米軍のB29による日本本土爆撃は、昭和19年6月16日の北九州爆撃
から始まった。空襲は同年末から本格化し、昭和20年8月15日の終戦
の日まで続いた。
地方都市を含め60以上の都市が爆撃され、艦砲射撃による被害を含
めると、全国の被害は死者約50万人、被災者約1000万人、焼失家屋
数は約220万戸に上った。朝日紙面には敵機来襲を伝える記事は頻繁
に登場するが、被害の状況についてはほとんど触れていない。
新聞社自体も空襲の被害を受けるところが続出した。昭和20年5月27日
朝刊は題字が「朝日新聞」から「共同新聞」に変わった。空襲により読売
報知(現読売)、東京両新聞社が全焼したため、朝日が他紙の印刷を代行したのである。
翌28日から3日間は「朝日、読売報知、東京」の共同題字になっている。
1日目に比べ、2日目以降は読売、東京の社名が拡大されている。社名を
小さく印刷された両社が朝日に抗議したのかもしれない。
空襲にともない国民の間に広がったのが、デマである。紙面にはデマを
防ごうとする記事が登場している。昭和19年秋には、「10月15日に東京大空襲がある」
という噂が広がったほか、翌20年には「らっきょうを食べれば(空襲の)被害を受けない」
という迷信も広がった。
朝日は空襲が日増しに激化しても、国民は被害に耐え抜き戦争を継続せよ、
と訴え続けた。空襲の被害が全国に及んだ同20年8月段階でも、地方の人々
は、焼け跡に立ち向かった東京人に比べ精神力において総じて劣っていると
いう、と地方の人々に反省を促しているほどだ。
その一方で、当時の人々の中には、空襲を恐れない人々もいたようだ。

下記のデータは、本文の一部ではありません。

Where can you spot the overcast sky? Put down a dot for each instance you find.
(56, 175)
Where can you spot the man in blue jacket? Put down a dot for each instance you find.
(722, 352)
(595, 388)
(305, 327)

投書
欄には、空襲下に家で眠り続ける人の話や、焼夷弾を手でつまんで庭にポイ
と捨てたといった武勇談が掲載されている。
また、米軍が空から投下したのは爆弾や焼夷弾だけではなかった。日本国内
の人心をさらに動揺させようと、航空機で宣伝ビラ、いわゆる「紙の爆弾」を大量
に撒いた。終戦までに日本各地に散布されたビラは約460万枚に上るといわれ
ている。
その内容は空襲の予告や日本軍部批判、降伏勧告など多岐にわたっていた
が、朝日は「笑わせる”紙の爆弾”」との見出しで、これらを一笑に付している。